CAMP PERRIN, 26 Février – Partout on veut avoir son carnaval. Les plus petits bourgs. Sénateurs, députés et maires n'ont qu'une préoccupation.
C'est une crise !
On peut l'interpréter de diverses façons.
Un peuple qui n'a plus d'imagination. Comme si celle-ci était directement proportionnelle aux problèmes économiques qui crèvent tous les plafonds dans notre pays avec une monnaie nationale qui s'effondre à vue d'œil par rapport au dollar américain qui est notre monnaie d'échange (près de 69 gourdes pour 1 dollar), donc bientôt à peine le quart du dollar américain en valeur.
Un coût de la vie non seulement délirant mais constamment imprévisible.
Et incorrigible tant que le pays continuera d'importer pour deux milliards de dollars et d'exporter pour 200 millions à peine.
Or dans de telles conditions ce sont des signaux négatifs qu'on constate le plus souvent partout jusqu'au fond du pays.
Pas une fièvre carnavalesque.
Et il ne s'agit pas seulement d'un phénomène de la ville, comme certains qui en profitent pour reprocher à l'Etat qu'on dépense dans le futile alors que tant d'urgences nous sautent au nez.

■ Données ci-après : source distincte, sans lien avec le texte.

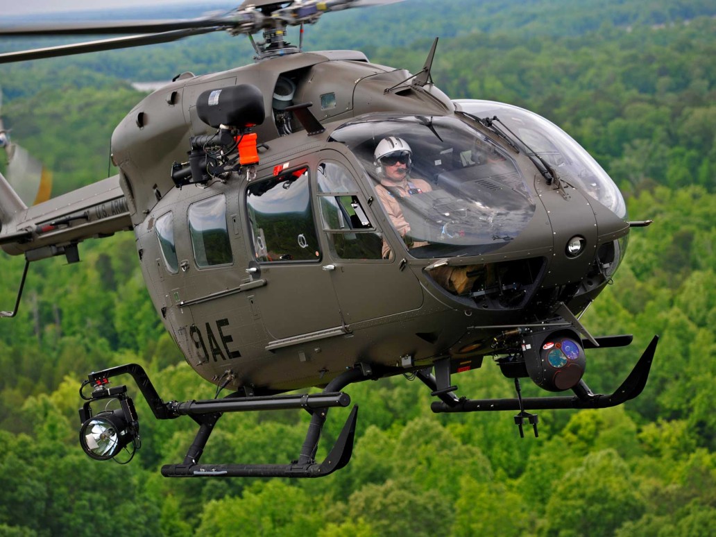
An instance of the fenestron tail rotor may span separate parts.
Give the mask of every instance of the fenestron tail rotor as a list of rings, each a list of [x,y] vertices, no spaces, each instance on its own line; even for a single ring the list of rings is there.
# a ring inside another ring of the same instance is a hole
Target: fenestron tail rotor
[[[27,206],[49,199],[52,174],[27,150],[10,140],[10,131],[2,120],[2,91],[0,90],[0,148],[5,153],[6,178]]]
[[[115,35],[125,37],[82,43],[58,45],[0,54],[0,63],[113,50],[176,41],[185,37],[224,30],[232,35],[274,32],[289,26],[312,24],[324,13],[354,7],[393,4],[402,0],[246,0],[228,13],[198,19],[162,21],[123,21],[34,24],[0,26],[0,37],[67,35]],[[132,34],[132,35],[126,35]],[[283,48],[274,39],[267,49]],[[270,54],[266,54],[270,55]],[[260,54],[263,57],[264,54]]]

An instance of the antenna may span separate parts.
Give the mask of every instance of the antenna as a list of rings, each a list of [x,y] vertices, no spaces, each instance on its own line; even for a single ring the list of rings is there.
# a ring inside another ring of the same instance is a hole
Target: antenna
[[[430,82],[432,84],[432,77],[430,76],[430,69],[432,68],[432,59],[435,57],[435,49],[437,48],[437,38],[432,42],[432,47],[430,48],[430,52],[427,54],[427,59],[425,60],[425,64],[422,67],[422,70],[420,71],[415,77],[412,79],[413,86],[420,86],[422,87],[426,84]]]

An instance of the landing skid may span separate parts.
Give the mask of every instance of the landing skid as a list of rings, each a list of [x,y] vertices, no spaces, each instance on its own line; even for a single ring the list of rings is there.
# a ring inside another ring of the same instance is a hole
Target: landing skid
[[[350,397],[339,390],[352,382],[369,378],[369,367],[363,366],[349,369],[329,382],[321,393],[303,395],[271,395],[265,397],[239,397],[232,394],[221,400],[206,400],[178,402],[164,402],[141,366],[129,364],[113,367],[89,375],[89,384],[94,386],[90,397],[83,396],[87,402],[80,410],[83,423],[92,419],[91,404],[110,398],[128,399],[124,394],[126,387],[110,387],[109,379],[119,374],[129,374],[137,382],[155,417],[159,420],[190,416],[199,425],[199,430],[180,464],[166,465],[162,475],[170,478],[195,477],[263,477],[263,478],[317,478],[328,475],[345,466],[353,453],[358,407],[354,406],[343,426],[336,443],[324,460],[315,460],[323,425],[332,407],[347,407]],[[85,384],[87,383],[85,383]],[[84,384],[83,384],[84,387]],[[82,393],[82,390],[80,390]],[[231,412],[304,409],[311,414],[306,440],[298,459],[289,464],[200,464],[204,448],[219,418]],[[98,415],[99,417],[100,415]],[[138,420],[132,430],[138,436]]]

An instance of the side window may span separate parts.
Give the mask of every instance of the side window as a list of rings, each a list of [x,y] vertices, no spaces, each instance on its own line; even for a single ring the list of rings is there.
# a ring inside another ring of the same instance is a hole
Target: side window
[[[179,271],[179,261],[174,246],[174,215],[167,213],[160,216],[154,225],[154,230],[157,233],[159,247],[167,270],[173,274],[177,274]]]
[[[215,195],[189,205],[189,233],[196,266],[205,268],[233,262],[226,228],[226,200]]]
[[[343,259],[389,258],[390,248],[361,204],[348,170],[336,163],[321,163],[316,178],[323,229],[336,254]]]
[[[246,208],[257,261],[321,258],[307,168],[249,185]]]

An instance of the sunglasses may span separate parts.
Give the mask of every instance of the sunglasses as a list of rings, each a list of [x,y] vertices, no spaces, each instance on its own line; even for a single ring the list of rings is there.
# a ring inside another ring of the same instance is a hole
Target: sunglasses
[[[410,160],[410,155],[409,153],[397,153],[395,155],[389,155],[386,157],[383,157],[380,162],[384,164],[386,166],[395,166],[398,163],[401,164],[407,165],[408,162]]]

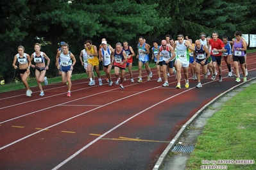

A entendre certains élus de localités même les plus profondes, c'est comme si leur avenir politique en dépendait.
Est-ce le beau temps qui précède la tempête, pour les uns, tandis que d'autres répéteront le dicton : le peuple qui chante et danse sa misère !
Toujours est-il qu'il n'y a pas de dirigeant politique qui ne se réjouisse quand le peuple choisit de danser au lieu de jeter des pierres. Comme ce fut le cas ces deux dernières années avec des élections constamment rejouées, ponctuées de manifestations de rues etc.


Aussi, autre interrogation : est-ce un signe de fatigue conjoncturelle. Un ras-le-bol de nos jeux politiciens qui n'ont fait qu'accélérer davantage la chute de la gourde nationale.
Ou au contraire la satisfaction que nous ayons enfin franchi l'écueil, cette passe difficile par la réalisation d'élections qui ont donné enfin au pays des dirigeants reconnus aussi bien à l'intérieur qu'à l'extérieur.
Par conséquent on ne sait encore quelle interprétation donner à cette soudaine envie de vivre, de danser et de s'amuser qui s'empare de notre pays. Malheureusement nous n'avons pas de sondages crédibles. Ni d'études sociologiques suffisamment d'actualité.
Cependant pourquoi le carnaval comme seule forme de manifestation ?
Pour certains le fait par chaque section communale de vouloir son propre carnaval alors que la même chose se passe à côté, est une autre manifestation de l'absence de l'Etat. Et même d'un certain éclatement du tissu national.
Chacun veut en faire à sa tête alors que autant de carnavals ce sont autant de trous dans le budget public qui n'a plus que la peau et les os.
L'Etat doit-il laisser cette nouvelle tendance s'incruster ?
Première conséquence, c'est la banalisation du carnaval qui a toujours constitué un héritage culturel important.
Mais en même temps préfère-t-on renforcer la tentation à envoyer des pierres ?
Il existe une voie médiane : c'est que l'Etat se mette en devoir d'organiser des activités culturelles plus diverses et ayant la même capacité d'enthousiasmer nos populations.
Après plusieurs années de morbide morosité et d'instabilité à tous les niveaux, le même enthousiasme qui traverse le pays (si tant est que c'est bien de cela qu'il s'agit – et non du beau temps qui précède la tempête !) pourrait être exploité, non comme instrument de propagande gouvernementale comme avant, mais pour lancer un grand mouvement de renouveau, autrement dit pour commencer par changer le visage de nos villes et mieux encore, celui de nos mornes dénudés et ... refaire la perle des Antilles. Autant que faire se peut.